The new administration’s proposal to give the Defense Department $603 billion in 2018 exceeds legal limits by about 10 percent.

President Donald Trump has proposed to return Pentagon spending to levels originally proposed by then-President Barack Obama in 2013.

The move has drawn fire from Republicans who say it doesn’t increase defense spending enough and Democrats who decry the cuts it entails for the rest of the federal government.

The proposal was revealed in the top-level spending targets sent by Trump’s Office of Management and Budget to federal departments on Monday. The Pentagon’s share of Trump’s 2018 budget plan is $603 billion, according to Office of Management and Budget Director Mick Mulvaney.

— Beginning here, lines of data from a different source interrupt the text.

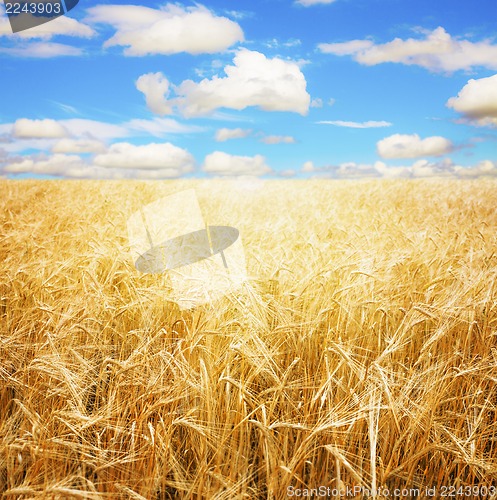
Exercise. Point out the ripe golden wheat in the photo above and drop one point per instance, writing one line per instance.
(363, 350)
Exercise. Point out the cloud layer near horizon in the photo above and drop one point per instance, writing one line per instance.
(252, 80)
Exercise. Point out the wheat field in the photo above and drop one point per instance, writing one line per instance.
(362, 351)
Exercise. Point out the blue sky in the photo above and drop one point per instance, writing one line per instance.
(266, 88)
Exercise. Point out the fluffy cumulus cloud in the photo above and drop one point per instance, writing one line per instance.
(119, 161)
(169, 30)
(155, 88)
(252, 80)
(164, 156)
(58, 164)
(224, 164)
(412, 146)
(443, 168)
(437, 51)
(31, 129)
(477, 101)
(368, 124)
(225, 134)
(278, 139)
(419, 169)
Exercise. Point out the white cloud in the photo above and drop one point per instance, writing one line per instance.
(219, 163)
(42, 50)
(37, 129)
(437, 51)
(368, 124)
(78, 146)
(169, 30)
(419, 169)
(155, 87)
(308, 3)
(58, 164)
(477, 101)
(224, 134)
(166, 157)
(253, 80)
(412, 146)
(73, 166)
(278, 139)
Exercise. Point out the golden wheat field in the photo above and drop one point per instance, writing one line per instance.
(361, 354)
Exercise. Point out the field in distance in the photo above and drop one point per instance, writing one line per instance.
(362, 350)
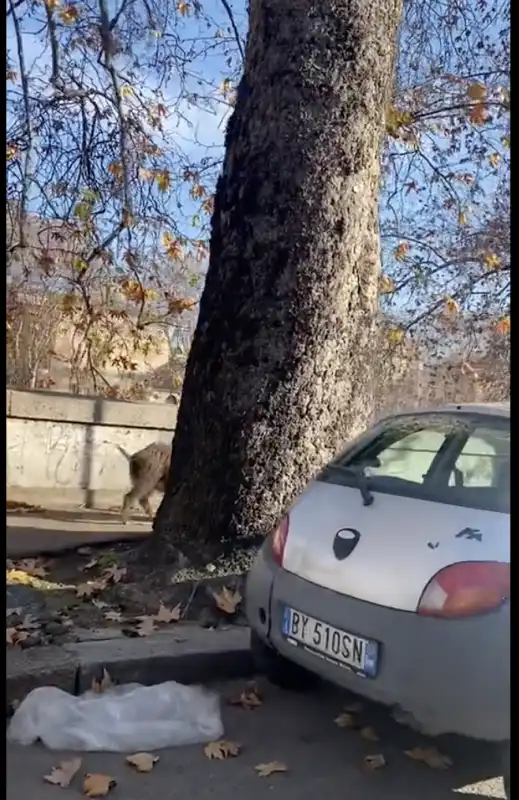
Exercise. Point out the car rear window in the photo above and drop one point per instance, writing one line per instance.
(446, 459)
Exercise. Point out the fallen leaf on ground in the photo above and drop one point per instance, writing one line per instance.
(346, 720)
(92, 563)
(430, 756)
(264, 770)
(354, 708)
(165, 614)
(97, 785)
(114, 616)
(222, 749)
(11, 635)
(143, 762)
(146, 627)
(249, 698)
(114, 573)
(33, 567)
(30, 622)
(90, 588)
(227, 600)
(375, 761)
(63, 773)
(369, 734)
(101, 686)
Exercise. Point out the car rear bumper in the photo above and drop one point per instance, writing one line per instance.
(447, 676)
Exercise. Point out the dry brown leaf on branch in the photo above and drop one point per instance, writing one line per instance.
(227, 600)
(62, 774)
(249, 698)
(115, 573)
(143, 762)
(165, 614)
(97, 785)
(222, 749)
(376, 761)
(100, 686)
(369, 734)
(346, 720)
(430, 756)
(264, 770)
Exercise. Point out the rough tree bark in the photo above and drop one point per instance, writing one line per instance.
(279, 371)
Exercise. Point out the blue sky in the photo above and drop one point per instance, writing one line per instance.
(199, 126)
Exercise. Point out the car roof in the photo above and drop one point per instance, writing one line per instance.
(487, 409)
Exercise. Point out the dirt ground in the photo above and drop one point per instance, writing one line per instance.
(99, 587)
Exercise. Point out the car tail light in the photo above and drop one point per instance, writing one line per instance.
(278, 539)
(466, 589)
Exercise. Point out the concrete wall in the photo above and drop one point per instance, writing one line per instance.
(65, 446)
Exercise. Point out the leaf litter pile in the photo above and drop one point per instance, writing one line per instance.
(92, 589)
(349, 719)
(72, 772)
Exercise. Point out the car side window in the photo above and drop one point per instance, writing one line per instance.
(484, 461)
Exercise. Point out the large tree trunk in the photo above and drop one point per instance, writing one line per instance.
(279, 371)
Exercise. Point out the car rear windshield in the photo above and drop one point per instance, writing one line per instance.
(455, 460)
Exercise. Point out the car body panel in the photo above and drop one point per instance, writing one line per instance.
(444, 676)
(447, 675)
(388, 566)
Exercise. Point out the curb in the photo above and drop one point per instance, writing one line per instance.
(186, 654)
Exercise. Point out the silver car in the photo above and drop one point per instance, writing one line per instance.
(390, 575)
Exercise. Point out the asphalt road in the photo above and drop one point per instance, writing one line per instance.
(324, 761)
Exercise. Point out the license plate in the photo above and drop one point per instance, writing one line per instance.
(332, 644)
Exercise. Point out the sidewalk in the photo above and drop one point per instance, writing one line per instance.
(50, 530)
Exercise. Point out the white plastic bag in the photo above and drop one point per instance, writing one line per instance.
(122, 719)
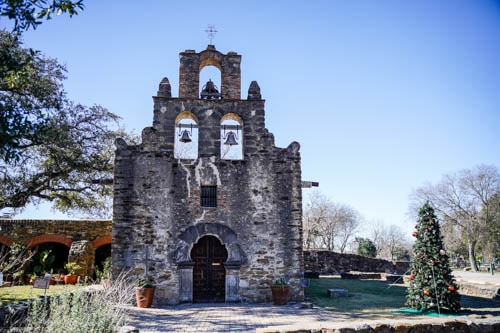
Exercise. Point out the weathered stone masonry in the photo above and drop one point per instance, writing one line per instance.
(158, 219)
(82, 237)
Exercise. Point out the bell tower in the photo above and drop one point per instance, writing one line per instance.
(206, 205)
(191, 64)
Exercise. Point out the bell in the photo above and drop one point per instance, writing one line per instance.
(231, 139)
(185, 137)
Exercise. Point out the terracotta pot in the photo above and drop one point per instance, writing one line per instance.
(280, 294)
(144, 297)
(70, 279)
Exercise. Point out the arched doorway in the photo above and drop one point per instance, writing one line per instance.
(209, 273)
(101, 254)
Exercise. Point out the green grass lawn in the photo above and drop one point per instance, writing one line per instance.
(20, 293)
(374, 299)
(367, 298)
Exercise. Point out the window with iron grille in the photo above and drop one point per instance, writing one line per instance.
(208, 196)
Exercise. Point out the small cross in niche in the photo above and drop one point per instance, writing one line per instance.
(211, 31)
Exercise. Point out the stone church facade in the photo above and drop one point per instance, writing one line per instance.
(207, 206)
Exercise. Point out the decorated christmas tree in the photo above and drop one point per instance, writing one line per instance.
(432, 286)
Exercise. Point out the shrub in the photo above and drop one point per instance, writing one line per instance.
(84, 310)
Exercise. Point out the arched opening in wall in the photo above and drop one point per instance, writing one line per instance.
(102, 254)
(4, 255)
(231, 143)
(49, 258)
(186, 140)
(209, 273)
(210, 72)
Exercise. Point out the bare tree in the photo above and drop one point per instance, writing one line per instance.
(348, 222)
(378, 235)
(328, 224)
(389, 240)
(318, 225)
(463, 200)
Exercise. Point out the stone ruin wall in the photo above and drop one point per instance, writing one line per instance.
(333, 263)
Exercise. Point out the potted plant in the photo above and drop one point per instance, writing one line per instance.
(280, 290)
(45, 261)
(103, 274)
(144, 293)
(71, 277)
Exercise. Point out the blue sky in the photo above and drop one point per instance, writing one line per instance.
(382, 95)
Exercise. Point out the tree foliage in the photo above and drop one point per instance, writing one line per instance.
(432, 285)
(51, 149)
(464, 200)
(28, 14)
(30, 94)
(366, 248)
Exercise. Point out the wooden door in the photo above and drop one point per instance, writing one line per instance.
(209, 274)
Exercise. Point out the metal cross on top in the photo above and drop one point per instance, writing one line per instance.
(211, 32)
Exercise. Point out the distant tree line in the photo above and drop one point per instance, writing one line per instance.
(336, 226)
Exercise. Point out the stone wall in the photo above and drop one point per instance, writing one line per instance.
(82, 237)
(326, 262)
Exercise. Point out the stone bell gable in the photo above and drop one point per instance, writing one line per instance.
(207, 206)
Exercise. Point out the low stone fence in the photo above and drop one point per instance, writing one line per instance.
(332, 263)
(479, 290)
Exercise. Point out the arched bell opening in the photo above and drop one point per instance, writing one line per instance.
(186, 140)
(231, 131)
(210, 79)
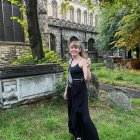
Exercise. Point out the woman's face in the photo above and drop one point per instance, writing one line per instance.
(74, 51)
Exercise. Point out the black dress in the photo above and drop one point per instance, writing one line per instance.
(79, 121)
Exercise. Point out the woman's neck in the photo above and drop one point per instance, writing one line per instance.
(76, 57)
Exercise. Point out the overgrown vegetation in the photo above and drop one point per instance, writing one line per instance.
(120, 77)
(50, 57)
(47, 120)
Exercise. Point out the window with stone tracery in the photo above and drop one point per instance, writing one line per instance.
(64, 13)
(78, 15)
(96, 20)
(54, 8)
(72, 14)
(85, 17)
(91, 19)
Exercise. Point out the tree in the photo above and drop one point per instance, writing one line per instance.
(119, 25)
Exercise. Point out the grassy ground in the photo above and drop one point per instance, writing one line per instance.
(47, 120)
(120, 77)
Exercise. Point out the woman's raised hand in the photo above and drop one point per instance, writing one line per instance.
(88, 62)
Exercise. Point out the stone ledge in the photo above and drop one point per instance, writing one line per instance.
(28, 70)
(14, 43)
(69, 24)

The figure happens to be near the same amount envisioned for 2018 in a multiyear spending plan approved by the last administration. But Obama’s plan ran afoul of the caps imposed by the Budget Control Act, or BCA. That’s also a problem for Trump, who is proposing to spend $54 billion more, or about 10 percent, than the $549 billion cap allows.

In order to boost defense spending, Congress must repeal the limits — sometimes called sequestration — imposed by the BCA. But finding enough common ground to permit a repeal has proved impossible, despite years of complaints from White House officials, Pentagon leaders, and lawmakers themselves. Democrats argue that any plus-up for defense should be accompanied by increases for other parts of the government; Republicans balk at this.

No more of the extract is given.